In the season of Easter we will celebrate what Jesus did to defeat sin and bring sinners to God. Before that comes the season of Lent, a time to ponder our sin and brokenness. To uncover, expose, and be honest about our fallen condition so that we may turn away from that sin and turn to the Savior with newly softened heart and enlivened conscience.
Of all the seasons in the Christian year, the season of Lent is most difficult for many evangelicals to understand and participate in. Isn’t it just all so Catholic? Lent is often seen as the epitome of works-religion: I earn favor with God by making myself uncomfortable through giving up something I like.
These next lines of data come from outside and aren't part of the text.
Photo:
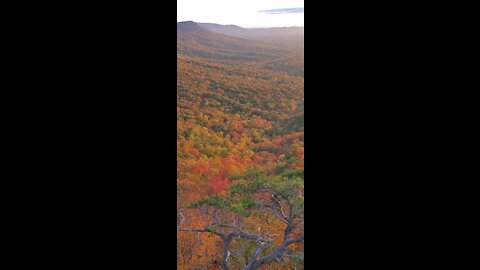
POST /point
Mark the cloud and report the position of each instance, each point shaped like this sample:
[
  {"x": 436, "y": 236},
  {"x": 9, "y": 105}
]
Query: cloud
[{"x": 282, "y": 11}]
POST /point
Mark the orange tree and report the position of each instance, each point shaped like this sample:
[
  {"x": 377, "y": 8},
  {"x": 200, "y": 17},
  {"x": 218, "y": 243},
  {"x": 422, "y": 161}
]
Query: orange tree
[{"x": 260, "y": 221}]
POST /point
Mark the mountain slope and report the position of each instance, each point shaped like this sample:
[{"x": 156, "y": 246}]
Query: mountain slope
[
  {"x": 286, "y": 36},
  {"x": 192, "y": 39}
]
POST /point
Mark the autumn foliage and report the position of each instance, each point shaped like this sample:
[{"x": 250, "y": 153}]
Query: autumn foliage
[{"x": 233, "y": 117}]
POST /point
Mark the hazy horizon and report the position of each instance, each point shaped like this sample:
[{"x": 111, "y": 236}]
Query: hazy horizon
[{"x": 245, "y": 13}]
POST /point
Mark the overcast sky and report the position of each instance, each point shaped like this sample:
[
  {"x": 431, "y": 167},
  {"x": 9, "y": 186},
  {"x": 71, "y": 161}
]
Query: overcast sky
[{"x": 244, "y": 13}]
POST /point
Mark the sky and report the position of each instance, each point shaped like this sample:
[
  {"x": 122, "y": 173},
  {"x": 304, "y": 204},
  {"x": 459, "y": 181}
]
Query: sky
[{"x": 244, "y": 13}]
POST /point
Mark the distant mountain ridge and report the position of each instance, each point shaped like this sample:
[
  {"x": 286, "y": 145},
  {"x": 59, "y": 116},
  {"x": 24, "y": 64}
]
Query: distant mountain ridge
[
  {"x": 290, "y": 36},
  {"x": 192, "y": 39}
]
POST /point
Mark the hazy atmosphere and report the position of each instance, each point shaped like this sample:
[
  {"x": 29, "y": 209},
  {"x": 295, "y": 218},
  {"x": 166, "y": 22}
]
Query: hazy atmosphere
[{"x": 244, "y": 13}]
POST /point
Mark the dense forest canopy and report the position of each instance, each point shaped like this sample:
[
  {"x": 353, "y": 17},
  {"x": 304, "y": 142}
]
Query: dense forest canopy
[{"x": 240, "y": 149}]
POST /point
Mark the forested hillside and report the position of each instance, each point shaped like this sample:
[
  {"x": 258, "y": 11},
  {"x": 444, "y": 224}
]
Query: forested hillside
[{"x": 240, "y": 152}]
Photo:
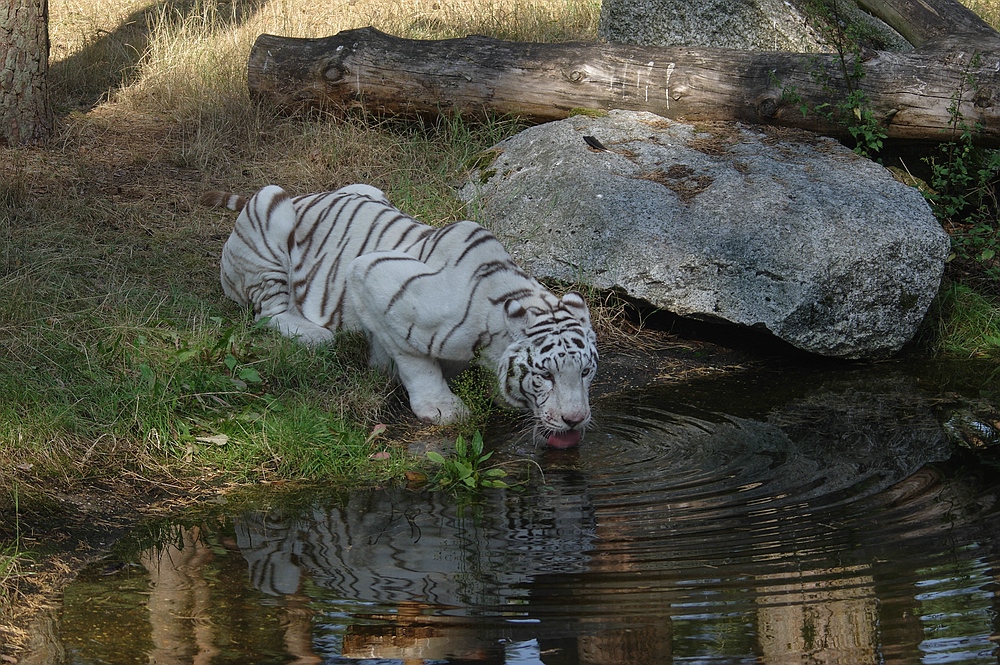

No, like Advent and Epiphany, Lent is about seeing Jesus more clearly. And when we see Jesus clearly, we see ourselves rightly in relation to him: we are sinners who need what only he can provide. Referring to the biblical meditations that accompany Lent, beginning with the wilderness temptation and ending with Gethsemane, Bobby Gross summarizes Lent this way:
We can think of Lent as both a sojourn and a journey. We have two opportunities to identify with Jesus, one at the start of his public ministry and one near the end. The sojourn occurs in the desert as Jesus spends forty days alone in the self-reflection and discernment of God’s way. The journey takes place on the road to Jerusalem as Jesus moves toward his dark destiny. The sojourn causes us to look inward and acknowledge our human and spiritual vulnerabilities; the journey bids us look outward and weigh the costs of discipleship. Both involve turning. In the solitary sojourn, we turn away from our sins and temptations and toward God and his great mercy. This is otherwise known as repentance.
As such, Lent helps us prepare to celebrate Easter with the most appropriate focus and the most intense joy, because we see so vividly the life that he has brought into our death.
On Wednesday, I’ll write a bit on fasting as the season begins.